There are many types and styles of houses from which to choose, but I’ll list some common questions one might ask when trying to decide on their future home. I’ll start with possibly the most conclusive factor, followed by several subfactors.
— Cost. It’s no secret that more money equals more return — and it’s no different when concerning the purchase of a home. This is not to say that simply dumping endless amounts of cash into a building project will in all cases yield a proportional outcome, but the amount of available funds will by and large determine the upper limit in terms of the quality of the following subfactors:
- Durability. Even if the house is cheap, if it doesn’t last, you’ll be back to square one. Durability comes with both quality materials as well as quality construction, which includes quality structural design.
- Size. The more people there are, the larger your house needs to be to comfortably house them. Floor area as well as number of rooms are important when determining the ideal size of a house. However, floor area is what’s typically used when calculating the price of the overall construction of a house as well as the price of one that’s already built, not the number of rooms. (Taxes are also levied according to floor area.)
- Location. This has to do with the land rather than the house itself. The better the location, ie, proximity to convenient public transport, schools, main arteries to town, etc, the more the land will cost, as well as the land tax.
- Aesthetics. A house can be durable without being beautiful. Of course, they say beauty is in the eye of the beholder, but it’s pretty safe to say that there are certain features that make a house pleasing to the eye of most people.
This is where architectural design plays a critical part. Hiring qualified and talented professionals for this aspect of the design is the first step to building an aesthetically pleasing home.

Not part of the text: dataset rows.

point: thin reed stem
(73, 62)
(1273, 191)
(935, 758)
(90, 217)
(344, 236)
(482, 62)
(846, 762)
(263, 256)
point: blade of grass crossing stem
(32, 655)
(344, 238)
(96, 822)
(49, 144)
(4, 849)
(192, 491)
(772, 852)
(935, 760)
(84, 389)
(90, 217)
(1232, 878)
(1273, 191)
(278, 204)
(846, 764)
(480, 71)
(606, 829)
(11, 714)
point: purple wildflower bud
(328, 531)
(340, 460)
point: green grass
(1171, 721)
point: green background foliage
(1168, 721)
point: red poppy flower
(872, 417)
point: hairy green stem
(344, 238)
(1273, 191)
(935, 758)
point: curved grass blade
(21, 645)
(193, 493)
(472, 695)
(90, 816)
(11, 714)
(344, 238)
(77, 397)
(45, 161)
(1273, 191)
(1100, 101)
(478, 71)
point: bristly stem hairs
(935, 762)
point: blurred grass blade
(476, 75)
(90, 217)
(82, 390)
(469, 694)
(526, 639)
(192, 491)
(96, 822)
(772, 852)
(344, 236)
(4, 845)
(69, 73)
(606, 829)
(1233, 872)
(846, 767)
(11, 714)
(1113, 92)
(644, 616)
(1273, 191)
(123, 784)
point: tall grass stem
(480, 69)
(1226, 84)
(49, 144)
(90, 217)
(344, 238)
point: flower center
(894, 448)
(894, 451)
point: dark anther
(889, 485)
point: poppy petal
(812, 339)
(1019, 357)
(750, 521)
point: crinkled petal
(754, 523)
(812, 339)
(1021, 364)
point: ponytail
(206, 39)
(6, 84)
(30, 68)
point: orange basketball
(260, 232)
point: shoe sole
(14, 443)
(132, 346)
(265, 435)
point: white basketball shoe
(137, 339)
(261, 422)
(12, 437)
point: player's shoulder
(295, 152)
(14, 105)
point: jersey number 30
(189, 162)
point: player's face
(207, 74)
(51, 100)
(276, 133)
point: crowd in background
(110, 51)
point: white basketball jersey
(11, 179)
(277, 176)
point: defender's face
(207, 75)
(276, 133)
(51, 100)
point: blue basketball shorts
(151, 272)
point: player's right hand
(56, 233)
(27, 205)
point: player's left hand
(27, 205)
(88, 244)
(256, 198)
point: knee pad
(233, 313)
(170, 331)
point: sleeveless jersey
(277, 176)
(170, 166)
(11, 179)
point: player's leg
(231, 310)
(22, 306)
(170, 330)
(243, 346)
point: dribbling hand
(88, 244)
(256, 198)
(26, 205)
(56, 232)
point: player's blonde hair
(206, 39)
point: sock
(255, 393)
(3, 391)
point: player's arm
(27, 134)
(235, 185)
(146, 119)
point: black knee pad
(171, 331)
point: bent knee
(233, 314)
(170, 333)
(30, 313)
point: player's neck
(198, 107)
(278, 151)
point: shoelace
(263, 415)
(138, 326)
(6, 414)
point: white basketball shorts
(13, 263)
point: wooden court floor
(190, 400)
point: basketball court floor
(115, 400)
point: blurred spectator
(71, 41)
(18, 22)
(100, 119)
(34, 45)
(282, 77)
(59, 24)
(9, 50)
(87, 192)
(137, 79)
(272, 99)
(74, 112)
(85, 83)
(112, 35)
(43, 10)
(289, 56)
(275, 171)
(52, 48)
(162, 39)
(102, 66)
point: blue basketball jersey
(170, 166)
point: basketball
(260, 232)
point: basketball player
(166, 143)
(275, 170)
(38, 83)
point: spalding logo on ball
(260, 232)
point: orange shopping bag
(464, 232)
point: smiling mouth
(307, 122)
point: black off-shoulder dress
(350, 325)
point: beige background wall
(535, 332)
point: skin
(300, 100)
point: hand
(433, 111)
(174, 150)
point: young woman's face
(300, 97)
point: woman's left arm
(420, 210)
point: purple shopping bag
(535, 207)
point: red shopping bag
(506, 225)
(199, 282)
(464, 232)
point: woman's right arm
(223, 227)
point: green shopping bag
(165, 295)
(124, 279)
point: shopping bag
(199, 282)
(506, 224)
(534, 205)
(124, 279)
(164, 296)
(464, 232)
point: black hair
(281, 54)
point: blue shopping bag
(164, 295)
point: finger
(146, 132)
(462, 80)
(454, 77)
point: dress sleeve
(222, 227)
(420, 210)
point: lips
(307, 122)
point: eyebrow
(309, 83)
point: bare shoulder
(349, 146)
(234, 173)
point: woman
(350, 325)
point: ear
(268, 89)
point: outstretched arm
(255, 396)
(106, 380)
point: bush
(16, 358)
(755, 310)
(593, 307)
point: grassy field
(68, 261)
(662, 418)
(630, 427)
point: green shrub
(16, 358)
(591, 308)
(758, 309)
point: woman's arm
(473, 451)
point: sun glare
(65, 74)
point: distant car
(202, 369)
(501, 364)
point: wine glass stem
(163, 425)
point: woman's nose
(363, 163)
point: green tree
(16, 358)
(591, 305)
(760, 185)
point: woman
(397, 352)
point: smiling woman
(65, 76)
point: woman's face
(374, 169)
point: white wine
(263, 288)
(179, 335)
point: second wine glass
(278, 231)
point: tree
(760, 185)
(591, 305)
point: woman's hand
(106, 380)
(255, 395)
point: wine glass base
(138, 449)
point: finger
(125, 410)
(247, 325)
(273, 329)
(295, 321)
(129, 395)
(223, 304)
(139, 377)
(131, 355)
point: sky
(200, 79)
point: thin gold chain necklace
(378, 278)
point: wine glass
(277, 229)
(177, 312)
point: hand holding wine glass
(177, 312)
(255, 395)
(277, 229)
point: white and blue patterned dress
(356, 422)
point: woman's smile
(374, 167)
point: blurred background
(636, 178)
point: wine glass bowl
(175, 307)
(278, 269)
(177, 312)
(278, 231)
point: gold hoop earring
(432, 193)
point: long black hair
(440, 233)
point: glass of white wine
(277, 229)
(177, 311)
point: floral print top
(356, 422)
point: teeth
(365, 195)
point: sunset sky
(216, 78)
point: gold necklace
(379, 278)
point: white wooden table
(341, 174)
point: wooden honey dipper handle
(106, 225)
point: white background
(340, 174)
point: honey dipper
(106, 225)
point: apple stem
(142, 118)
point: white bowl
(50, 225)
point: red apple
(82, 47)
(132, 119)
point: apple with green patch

- Thermal Efficiency. This is a factor that many people may not consider. This ties in directly to environmental sustainability, as the more efficient a house is, the less energy it will require to keep it at a comfortable temperature throughout the year.
Practically speaking, thermal efficiency can be achieved through the consideration of such things as window placement in relation to the sun’s position; insulation and thermal properties of walls, floors, ceilings, and roofs; and angle and overhang-length of eaves.
- Abundance, or lack, of interior commodities that raise the quality of life of the occupants. These things include (as examples): ratio of bathrooms and showers to bedrooms (or number of occupants); number and placement of electrical outlets as well as built-in LAN dispersion throughout the house; amount of closet and storage space; adequate number, size, and placement of windows to allow optimal sunlight penetration.
- Outdoor to indoor area ratio. Being that a given plot of land has limited area, one must determine just how much of this land he will dedicate to the structure, and how much he will leave open for such things as parking and possibly a garden of some kind.
Homes with no balconies or open roof-tops, may want to have a larger yard area, whereas those with one or more such built-in additions may get by with a smaller one. Households with pets, children, and outdoor hobbies may also opt for a larger outdoor area.
As you may have noticed, the above points cover the more fixed aspects of a given home, as in, those you can’t so easily change without major construction or reform. Things like heating, air-conditioning, and even light fixtures, can all be bought and changed to suit your needs and wants. The exception to this would be in colder climates where it would be more efficient across the board to have central heating built into the structure.